Potrei andare avanti per pagine e pagine sull’argomento, ma non ho tempo né voglia di tediarvi, anche perché forse rivelo cose a molti già note, che però pochi osano dire chiaramente; mi pento solo (e non l’ho fatto per i miei molteplici impegni e forse anche per pigrizia) di non aver tenuto, come mi ero inizialmente proposto, un diario su cui annotare, giorno dopo giorno, le tante pagine buie di questa consiliatura che, dicono, sia stata la peggiore in assoluto. Questo non posso affermarlo con certezza, ma di certo non l’ho vissuta come un’esaltante esperienza, benché utilissima per conoscere meglio alcuni segreti meccanismi, aldilà di qualche pregevole contatto umano che mi farà piacere conservare e coltivare.

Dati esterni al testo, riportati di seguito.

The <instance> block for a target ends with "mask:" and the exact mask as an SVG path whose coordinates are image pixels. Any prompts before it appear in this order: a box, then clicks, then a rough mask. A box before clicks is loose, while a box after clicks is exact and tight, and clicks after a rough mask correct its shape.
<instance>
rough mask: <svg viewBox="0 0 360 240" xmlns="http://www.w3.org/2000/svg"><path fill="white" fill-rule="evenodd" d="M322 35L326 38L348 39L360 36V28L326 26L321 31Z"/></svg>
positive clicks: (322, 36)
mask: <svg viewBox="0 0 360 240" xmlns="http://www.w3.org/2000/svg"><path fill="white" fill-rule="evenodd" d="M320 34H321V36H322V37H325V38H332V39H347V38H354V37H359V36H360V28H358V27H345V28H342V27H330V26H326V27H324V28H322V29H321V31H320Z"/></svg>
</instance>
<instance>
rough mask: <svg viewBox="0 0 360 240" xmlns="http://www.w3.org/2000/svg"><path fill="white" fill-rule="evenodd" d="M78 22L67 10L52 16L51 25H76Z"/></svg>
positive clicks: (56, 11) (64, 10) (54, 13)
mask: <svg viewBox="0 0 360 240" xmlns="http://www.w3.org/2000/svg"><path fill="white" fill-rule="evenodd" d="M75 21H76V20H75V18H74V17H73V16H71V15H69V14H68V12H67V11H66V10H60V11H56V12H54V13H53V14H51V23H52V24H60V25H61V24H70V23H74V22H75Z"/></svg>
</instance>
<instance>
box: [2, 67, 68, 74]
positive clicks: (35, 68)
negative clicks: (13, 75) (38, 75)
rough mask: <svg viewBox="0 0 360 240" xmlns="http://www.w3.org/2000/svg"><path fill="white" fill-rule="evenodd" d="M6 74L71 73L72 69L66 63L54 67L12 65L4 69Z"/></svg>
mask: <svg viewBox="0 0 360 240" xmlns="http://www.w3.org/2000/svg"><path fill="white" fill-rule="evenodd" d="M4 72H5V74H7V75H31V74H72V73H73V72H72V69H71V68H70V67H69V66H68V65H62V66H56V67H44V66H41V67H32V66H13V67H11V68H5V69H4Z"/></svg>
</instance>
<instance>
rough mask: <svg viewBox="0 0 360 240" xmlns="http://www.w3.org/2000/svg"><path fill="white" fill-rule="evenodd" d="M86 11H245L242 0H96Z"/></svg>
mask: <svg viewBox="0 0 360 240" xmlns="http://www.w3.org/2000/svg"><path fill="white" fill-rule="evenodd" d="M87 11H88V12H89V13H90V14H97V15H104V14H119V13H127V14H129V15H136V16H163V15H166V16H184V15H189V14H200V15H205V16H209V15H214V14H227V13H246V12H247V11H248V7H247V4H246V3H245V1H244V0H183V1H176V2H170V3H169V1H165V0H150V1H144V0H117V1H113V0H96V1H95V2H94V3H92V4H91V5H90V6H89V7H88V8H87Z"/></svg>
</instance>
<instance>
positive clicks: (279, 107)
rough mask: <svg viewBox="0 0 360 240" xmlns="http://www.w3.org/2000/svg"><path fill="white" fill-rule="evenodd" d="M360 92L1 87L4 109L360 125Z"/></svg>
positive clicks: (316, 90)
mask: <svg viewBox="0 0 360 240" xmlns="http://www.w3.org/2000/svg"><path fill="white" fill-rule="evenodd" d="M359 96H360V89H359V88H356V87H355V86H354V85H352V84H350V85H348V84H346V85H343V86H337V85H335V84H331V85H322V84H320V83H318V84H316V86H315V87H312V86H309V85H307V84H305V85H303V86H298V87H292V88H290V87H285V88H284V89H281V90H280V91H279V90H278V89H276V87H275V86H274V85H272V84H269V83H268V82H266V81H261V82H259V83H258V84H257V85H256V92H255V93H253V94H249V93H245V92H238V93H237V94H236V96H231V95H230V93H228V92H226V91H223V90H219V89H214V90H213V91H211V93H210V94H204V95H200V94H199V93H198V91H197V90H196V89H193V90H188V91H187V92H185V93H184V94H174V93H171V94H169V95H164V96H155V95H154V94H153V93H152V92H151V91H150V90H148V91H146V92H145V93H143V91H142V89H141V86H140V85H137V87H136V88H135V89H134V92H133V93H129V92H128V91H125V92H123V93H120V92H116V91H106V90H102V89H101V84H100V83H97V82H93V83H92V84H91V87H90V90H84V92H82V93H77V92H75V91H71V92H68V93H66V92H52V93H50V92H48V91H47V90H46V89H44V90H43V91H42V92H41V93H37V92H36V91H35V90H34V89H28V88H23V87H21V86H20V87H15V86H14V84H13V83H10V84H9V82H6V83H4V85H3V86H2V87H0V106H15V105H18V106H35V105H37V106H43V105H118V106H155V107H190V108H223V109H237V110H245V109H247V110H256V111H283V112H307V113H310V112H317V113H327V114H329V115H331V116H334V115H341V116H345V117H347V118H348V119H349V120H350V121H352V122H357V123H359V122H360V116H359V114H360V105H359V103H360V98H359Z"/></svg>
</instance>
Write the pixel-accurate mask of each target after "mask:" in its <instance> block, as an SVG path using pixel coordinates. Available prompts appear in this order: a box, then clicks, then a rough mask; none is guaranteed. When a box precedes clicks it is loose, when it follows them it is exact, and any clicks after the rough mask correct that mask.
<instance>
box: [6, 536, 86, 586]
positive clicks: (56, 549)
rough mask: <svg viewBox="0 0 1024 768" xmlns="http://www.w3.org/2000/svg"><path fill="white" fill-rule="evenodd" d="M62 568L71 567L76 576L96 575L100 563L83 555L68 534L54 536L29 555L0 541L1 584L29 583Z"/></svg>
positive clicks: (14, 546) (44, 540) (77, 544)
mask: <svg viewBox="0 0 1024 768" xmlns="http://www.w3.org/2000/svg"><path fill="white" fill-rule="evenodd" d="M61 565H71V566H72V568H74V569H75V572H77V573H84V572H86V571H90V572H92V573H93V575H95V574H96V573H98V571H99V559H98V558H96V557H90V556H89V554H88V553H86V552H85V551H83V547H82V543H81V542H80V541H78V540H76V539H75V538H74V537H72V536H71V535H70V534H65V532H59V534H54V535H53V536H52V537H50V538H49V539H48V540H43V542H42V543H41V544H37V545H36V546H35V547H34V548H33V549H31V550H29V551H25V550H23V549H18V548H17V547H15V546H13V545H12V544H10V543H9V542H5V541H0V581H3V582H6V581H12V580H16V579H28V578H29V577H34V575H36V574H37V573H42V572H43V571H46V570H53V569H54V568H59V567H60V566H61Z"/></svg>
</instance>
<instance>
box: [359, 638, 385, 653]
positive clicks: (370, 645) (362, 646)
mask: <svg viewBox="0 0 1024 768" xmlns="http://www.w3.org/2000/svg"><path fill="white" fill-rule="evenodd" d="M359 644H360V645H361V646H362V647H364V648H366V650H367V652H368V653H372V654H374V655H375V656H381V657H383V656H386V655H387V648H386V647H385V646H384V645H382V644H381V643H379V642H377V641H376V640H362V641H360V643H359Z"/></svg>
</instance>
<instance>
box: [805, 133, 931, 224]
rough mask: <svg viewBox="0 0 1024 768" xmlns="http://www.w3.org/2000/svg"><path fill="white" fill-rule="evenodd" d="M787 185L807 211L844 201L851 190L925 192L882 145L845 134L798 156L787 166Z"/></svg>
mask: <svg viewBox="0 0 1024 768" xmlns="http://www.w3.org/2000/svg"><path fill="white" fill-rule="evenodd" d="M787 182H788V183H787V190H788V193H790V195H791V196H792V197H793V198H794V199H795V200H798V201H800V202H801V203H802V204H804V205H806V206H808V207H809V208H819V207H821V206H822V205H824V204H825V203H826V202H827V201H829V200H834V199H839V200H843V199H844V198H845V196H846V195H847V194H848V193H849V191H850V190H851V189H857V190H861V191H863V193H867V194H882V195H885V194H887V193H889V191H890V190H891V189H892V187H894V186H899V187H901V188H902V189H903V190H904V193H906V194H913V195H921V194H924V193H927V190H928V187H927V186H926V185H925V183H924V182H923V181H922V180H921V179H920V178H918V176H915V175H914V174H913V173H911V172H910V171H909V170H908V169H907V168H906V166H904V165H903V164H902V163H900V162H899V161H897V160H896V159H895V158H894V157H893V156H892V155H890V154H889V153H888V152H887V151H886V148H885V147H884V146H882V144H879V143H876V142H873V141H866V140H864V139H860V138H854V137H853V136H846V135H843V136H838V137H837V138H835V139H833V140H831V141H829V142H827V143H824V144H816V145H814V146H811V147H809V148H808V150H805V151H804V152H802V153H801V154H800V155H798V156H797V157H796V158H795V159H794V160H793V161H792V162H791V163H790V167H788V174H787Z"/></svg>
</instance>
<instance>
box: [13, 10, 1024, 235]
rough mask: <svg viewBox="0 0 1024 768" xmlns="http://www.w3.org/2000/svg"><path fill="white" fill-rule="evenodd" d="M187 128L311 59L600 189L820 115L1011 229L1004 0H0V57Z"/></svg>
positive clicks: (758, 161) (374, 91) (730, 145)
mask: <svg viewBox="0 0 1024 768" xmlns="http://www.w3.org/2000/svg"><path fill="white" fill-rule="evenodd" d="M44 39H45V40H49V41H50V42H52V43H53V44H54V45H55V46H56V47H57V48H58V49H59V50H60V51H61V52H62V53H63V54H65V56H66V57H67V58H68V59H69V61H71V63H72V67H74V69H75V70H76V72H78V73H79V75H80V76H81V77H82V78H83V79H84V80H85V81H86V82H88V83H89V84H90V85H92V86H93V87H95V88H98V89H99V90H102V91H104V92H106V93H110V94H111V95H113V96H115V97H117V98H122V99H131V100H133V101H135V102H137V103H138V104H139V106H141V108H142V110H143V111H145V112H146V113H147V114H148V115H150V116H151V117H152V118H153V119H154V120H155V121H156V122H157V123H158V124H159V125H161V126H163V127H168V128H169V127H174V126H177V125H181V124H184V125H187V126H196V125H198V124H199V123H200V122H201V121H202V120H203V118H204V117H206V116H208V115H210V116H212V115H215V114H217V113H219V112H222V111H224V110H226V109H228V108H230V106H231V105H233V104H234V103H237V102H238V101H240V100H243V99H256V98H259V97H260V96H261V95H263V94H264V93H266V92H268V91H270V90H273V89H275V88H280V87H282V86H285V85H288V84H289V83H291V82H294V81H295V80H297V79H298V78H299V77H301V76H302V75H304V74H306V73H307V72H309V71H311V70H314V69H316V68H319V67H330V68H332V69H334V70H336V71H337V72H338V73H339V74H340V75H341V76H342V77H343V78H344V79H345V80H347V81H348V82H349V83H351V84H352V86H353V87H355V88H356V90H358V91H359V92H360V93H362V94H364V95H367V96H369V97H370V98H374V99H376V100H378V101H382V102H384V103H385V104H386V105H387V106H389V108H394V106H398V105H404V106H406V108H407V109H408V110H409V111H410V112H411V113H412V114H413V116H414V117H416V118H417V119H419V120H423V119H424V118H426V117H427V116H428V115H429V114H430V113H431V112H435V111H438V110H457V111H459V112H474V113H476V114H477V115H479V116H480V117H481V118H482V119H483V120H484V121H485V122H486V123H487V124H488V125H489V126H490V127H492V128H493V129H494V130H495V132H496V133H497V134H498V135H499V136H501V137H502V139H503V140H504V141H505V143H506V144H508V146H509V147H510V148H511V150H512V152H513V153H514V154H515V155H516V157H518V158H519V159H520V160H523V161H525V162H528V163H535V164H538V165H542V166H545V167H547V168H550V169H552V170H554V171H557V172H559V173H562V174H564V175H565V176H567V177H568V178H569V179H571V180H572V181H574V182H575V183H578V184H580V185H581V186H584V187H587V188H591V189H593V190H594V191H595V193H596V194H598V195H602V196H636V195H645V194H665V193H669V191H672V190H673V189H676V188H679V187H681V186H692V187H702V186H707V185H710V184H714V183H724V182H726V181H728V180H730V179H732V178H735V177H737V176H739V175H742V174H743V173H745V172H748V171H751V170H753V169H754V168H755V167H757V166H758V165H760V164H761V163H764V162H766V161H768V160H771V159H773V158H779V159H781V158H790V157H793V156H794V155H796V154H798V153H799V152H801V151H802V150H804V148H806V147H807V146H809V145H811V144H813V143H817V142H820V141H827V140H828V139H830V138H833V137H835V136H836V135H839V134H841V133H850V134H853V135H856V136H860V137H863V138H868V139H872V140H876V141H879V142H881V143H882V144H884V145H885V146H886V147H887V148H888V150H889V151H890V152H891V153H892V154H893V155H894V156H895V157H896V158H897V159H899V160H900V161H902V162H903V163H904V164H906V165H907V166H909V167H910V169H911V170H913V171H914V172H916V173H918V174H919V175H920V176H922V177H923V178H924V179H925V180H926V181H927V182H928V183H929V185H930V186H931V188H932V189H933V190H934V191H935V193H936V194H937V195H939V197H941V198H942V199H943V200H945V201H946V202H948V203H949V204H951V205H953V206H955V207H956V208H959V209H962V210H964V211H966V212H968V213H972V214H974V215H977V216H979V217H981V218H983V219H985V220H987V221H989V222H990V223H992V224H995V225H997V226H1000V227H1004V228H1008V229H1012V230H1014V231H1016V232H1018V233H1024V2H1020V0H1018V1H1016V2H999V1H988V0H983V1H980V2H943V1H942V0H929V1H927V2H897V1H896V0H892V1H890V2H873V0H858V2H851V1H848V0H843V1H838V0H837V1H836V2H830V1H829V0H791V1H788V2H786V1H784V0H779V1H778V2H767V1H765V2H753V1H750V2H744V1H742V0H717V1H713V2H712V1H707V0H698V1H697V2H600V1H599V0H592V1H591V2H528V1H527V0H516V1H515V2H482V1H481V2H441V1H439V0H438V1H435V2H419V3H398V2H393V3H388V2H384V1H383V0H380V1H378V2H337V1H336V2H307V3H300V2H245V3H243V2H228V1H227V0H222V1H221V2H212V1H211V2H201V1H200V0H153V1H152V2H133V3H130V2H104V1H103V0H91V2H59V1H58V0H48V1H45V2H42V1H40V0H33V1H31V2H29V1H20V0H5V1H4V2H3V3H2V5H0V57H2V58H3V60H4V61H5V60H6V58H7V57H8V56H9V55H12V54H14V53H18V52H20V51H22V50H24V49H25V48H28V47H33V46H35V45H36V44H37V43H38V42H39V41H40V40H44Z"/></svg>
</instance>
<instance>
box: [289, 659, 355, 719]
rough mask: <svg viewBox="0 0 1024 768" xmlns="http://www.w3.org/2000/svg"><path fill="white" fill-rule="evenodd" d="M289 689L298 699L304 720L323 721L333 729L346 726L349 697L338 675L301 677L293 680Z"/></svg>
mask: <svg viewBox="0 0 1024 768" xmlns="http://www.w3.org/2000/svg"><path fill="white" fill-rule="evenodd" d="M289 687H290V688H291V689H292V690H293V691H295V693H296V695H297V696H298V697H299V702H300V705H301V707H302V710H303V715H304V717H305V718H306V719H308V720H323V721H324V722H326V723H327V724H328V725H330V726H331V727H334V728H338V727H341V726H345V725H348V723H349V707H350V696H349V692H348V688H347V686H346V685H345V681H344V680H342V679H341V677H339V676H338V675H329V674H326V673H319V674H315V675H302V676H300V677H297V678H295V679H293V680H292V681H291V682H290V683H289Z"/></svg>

In definitiva, la giustizia tributaria in pochi anni ha ripetuto, sotto il profilo associativo, quanto di negativo è riuscita a fare la giustizia ordinaria in molti più anni, con la conseguenza che ANM e CSM hanno finito con l’essere dei vasi comunicanti, legati a doppio filo, con tutte le deleterie ricadute correntizie e clientelari ben note ai giudici ordinari. Ritengo perciò indispensabile, per salvare la giustizia tributaria, augurandomi che ciò sia ancora possibile, che venga reciso il cordone ombelicale che da tempo lega l’AMT al CPGT per conferire finalmente al Consiglio la dignità e l’autonomia che merita. E questo certamente non può farlo, e probabilmente non ha neppure intenzione di farlo, l’attuale AMT.
In definitiva, anche per tanti altri motivi che vi risparmio, non mi sento rappresentato da questa AMT né intendo esserlo, donde le mie inevitabili e irrevocabili dimissioni.
Mi auguro che il nuovo CPGT, possa procedere sotto altre stelle (e non la solita ‘cometa’), benché molti neo-consiglieri siano notoriamente “figli del sistema”. Credo comunque, e auspico, che anche la ‘opportuna’ riserva ad un ‘non togato’ della presidenza consiliare possa dare i suoi frutti nella giusta direzione.
Perdonate la lunghezza del messaggio ma, come ha detto qualcuno più importante di me, “non ho avuto il tempo per una maggiore sintesi”.
A tutti cordiali saluti e auguri di buon lavoro.